Ülkeler, milletler veya toplumlar; savaşlarla, iç çatışmalarla, ekonomik krizlerle bunaltılırken, önlerine sürülen çatışma senaryolarıyla birbirine boğazlatılırken, milyarlarca insan birkaç dolara çalıştırılırken zenginliklerin bir takım güçler arasında paylaşılması, bu gezegendeki adaletsizliklerin temelidir.

Sanıldığı gibi, adaletsizliklerin, çatışmaların temeli ideolojiler ve fikirler değil, kaynak paylaşımı, zenginlik paylaşımı ve bu paylaşımdan doğan krizlerdir. Bugün bile dünya genelinde gördüğünüz, etnik ya da başka sebepten kaynaklandığını sandığınız krizlerin çoğunun gerçek sebebi budur.
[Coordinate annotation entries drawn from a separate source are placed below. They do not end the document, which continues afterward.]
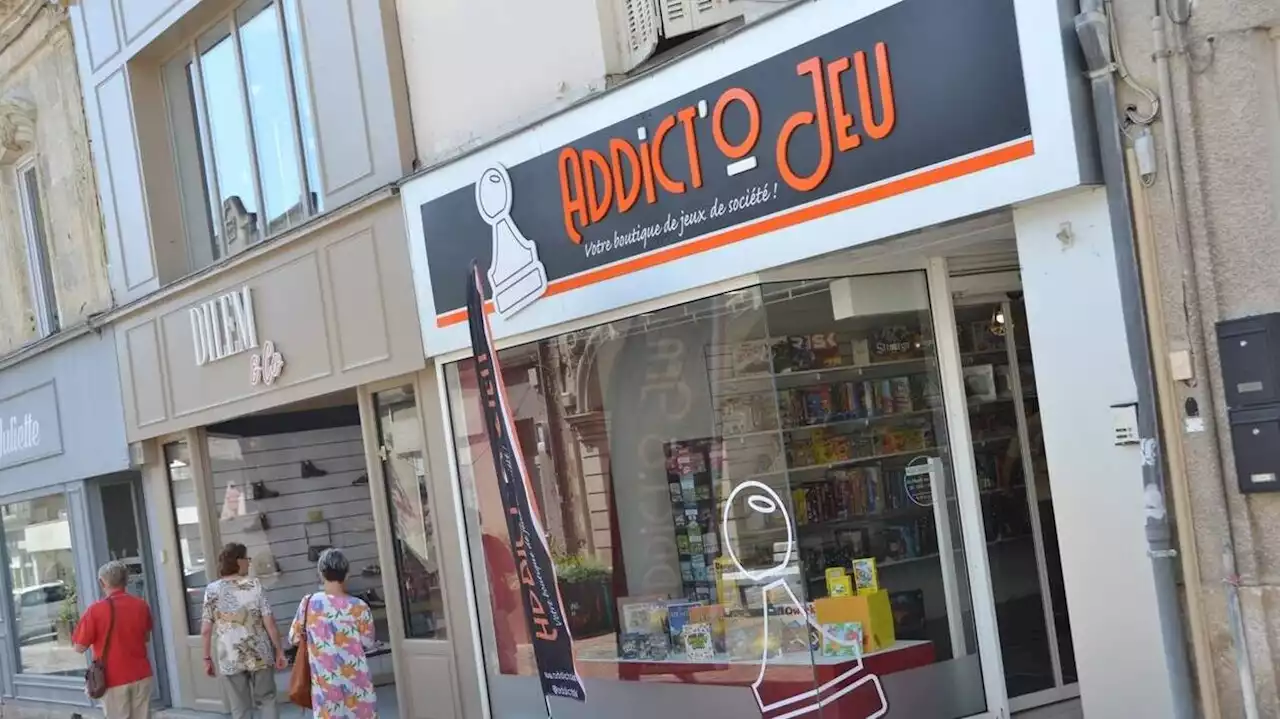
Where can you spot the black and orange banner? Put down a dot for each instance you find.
(913, 95)
(544, 609)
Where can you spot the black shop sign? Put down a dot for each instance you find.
(920, 85)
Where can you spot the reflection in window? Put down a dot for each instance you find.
(266, 72)
(748, 486)
(191, 544)
(405, 468)
(231, 147)
(42, 572)
(245, 129)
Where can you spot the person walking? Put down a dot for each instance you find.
(118, 628)
(238, 618)
(338, 630)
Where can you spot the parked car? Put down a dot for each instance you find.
(37, 609)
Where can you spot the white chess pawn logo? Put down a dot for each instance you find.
(516, 276)
(777, 592)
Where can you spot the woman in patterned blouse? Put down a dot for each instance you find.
(240, 619)
(339, 630)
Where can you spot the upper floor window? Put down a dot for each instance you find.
(243, 131)
(44, 302)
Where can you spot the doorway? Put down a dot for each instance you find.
(120, 535)
(1016, 495)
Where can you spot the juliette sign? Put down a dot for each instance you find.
(30, 426)
(914, 95)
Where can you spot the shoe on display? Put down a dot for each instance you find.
(310, 470)
(260, 491)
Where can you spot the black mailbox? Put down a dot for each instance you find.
(1249, 349)
(1256, 436)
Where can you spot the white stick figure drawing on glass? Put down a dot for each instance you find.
(777, 592)
(516, 275)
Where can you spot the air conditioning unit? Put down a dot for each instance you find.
(631, 28)
(682, 17)
(630, 31)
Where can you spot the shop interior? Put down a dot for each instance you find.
(822, 398)
(293, 482)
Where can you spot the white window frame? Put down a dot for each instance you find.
(35, 229)
(192, 141)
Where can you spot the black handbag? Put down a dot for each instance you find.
(95, 677)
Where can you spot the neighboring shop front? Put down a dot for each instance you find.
(64, 468)
(818, 321)
(248, 393)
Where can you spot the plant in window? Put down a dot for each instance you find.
(68, 614)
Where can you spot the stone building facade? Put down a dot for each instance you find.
(42, 122)
(1215, 238)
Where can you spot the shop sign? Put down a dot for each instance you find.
(227, 326)
(914, 95)
(30, 426)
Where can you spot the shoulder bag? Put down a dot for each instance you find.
(95, 677)
(300, 679)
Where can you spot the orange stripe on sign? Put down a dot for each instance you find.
(822, 209)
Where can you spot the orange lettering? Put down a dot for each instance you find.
(650, 196)
(627, 196)
(598, 202)
(812, 67)
(753, 133)
(571, 198)
(845, 140)
(659, 136)
(888, 114)
(695, 166)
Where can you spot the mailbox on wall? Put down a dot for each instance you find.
(1249, 352)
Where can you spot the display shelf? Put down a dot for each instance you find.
(883, 363)
(890, 563)
(860, 421)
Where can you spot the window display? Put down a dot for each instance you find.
(288, 486)
(400, 435)
(191, 541)
(42, 573)
(744, 491)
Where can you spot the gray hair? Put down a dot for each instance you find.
(114, 575)
(333, 564)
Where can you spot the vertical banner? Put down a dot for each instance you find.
(544, 609)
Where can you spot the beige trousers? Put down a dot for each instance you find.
(128, 701)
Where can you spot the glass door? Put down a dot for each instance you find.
(1016, 498)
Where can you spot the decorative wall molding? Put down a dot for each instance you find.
(17, 128)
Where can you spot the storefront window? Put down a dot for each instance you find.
(191, 543)
(42, 575)
(749, 504)
(288, 486)
(412, 525)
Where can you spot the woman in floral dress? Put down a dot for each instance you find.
(339, 630)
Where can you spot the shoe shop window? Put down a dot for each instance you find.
(288, 486)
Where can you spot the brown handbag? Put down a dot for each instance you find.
(95, 677)
(300, 679)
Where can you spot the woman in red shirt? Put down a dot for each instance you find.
(118, 628)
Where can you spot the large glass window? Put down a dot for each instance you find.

Peki neden şimdi ortaya çıktı? Çünkü ekonomik kriz var. Kriz sadece küresel ekonomik düzeni sarsmadı, küresel ölçekte kayıtdışı düzeni de bozdu. Rum Kesimi üzerinde Almanya ile Rusya arasındaki para kavgasını izledik en son. Hem meşru mekanizmalar hem de gayrimeşru mekanizmalar müthiş bir para ve kaynak savaşına tutuştu ve tam anlamıyla bir yağma, talan başladı.

Sadece Ortadoğu'da yıllık üç trilyon dolarlık kayıtdışı para dolaşıyor. Siz buna kara para ya da yolsuzluk paraları da diyebilirsiniz. 2005'te öldürülen Lübnan eski Başbakanı Refik Hariri'nin bu para trafiğini yönetenlerden biri olduğu ve bu yüzden öldürüldüğüne dair iddialar hiç de yabana atılır değildi. Fransa eski Cumhurbaşkanı Jacques Chirac ile Hariri arasındaki para ilişkilerine bakmak bile bunu anlamaya yetecektir.
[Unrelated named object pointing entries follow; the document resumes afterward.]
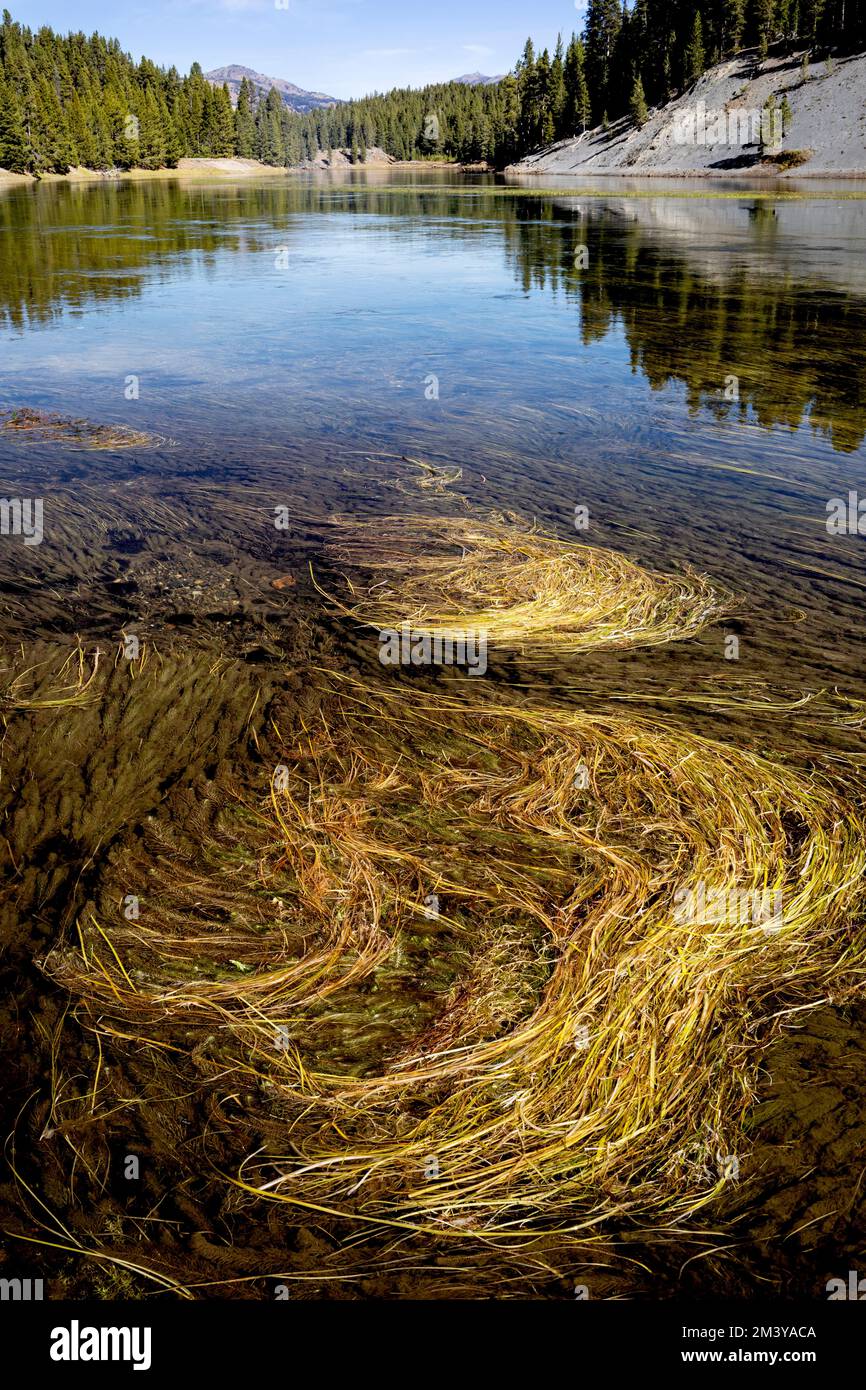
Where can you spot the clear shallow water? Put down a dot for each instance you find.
(288, 332)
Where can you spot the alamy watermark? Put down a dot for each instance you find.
(420, 648)
(21, 516)
(730, 906)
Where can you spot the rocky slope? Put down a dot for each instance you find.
(293, 96)
(715, 127)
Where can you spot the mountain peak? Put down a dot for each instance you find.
(298, 99)
(478, 79)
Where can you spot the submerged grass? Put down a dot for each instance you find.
(521, 588)
(445, 961)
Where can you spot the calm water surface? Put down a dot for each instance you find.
(299, 335)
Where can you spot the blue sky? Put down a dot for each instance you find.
(345, 47)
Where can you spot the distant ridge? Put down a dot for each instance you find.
(477, 79)
(293, 96)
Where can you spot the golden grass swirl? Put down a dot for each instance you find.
(555, 1044)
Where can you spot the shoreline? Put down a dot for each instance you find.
(224, 168)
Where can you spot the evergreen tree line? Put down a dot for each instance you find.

Afganistan'dan New York'a uzanan, onlarca ülkeden geçen dünyanın en büyük uyuşturucu trafiğini kimler yönetiyor? Bu trafikte kaç trilyon dolar dönüyor? Bu para nasıl paylaşılıyor? Bu hat üzerinde kaç savaş senaryosu uygulanır? Kaç terör örgütü buradan beslenir? Öyleyse bu örgütlerin arkasındaki güç nedir?
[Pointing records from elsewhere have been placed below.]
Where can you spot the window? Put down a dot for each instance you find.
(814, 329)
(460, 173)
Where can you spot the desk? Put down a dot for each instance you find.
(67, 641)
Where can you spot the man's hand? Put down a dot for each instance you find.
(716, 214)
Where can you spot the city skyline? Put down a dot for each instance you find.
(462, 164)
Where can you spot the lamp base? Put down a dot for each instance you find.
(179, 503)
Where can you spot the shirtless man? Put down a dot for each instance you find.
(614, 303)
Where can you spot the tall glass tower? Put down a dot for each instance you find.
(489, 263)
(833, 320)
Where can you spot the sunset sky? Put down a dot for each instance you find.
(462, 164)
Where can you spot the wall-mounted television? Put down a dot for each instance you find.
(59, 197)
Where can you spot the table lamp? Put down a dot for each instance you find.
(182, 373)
Sadece Ortadoğu'da üç ya da dört trilyon dolar dönüyorsa dünya genelinde bu miktar nedir? Bu piyasayı kimler yönetiyor, bu zenginliği kimler paylaşıyor? Örtü kaldırıldıkça şok edici bilgilere tanık olacağız.

Daha yeni, daha güncel bir örnekle anlatmaya çalışayım:

Son günlerde Kore yarımadasında ciddi bir kriz var. Kuzey Kore ile Güney Kore neredeyse savaşa tutuşacak. Kuzey nükleer tehditlerini sürdürüyor, ABD ağır bombardıman uçaklarını bölgede dolaştırıyor ve füzeleri hazır tutuyor, Çin 'Kuzey'e saldırıyı kendime yapılmış sayarım' diyor, Güney Kore ise alarmda bekliyor. Kore savaşından beri ateşkes halinde olan iki kardeş ülke arasındaki savaş alarmı belli dönemlerde hep olur.

Ama bu sefer, krizin başka bir boyutu çıkıyor ortaya.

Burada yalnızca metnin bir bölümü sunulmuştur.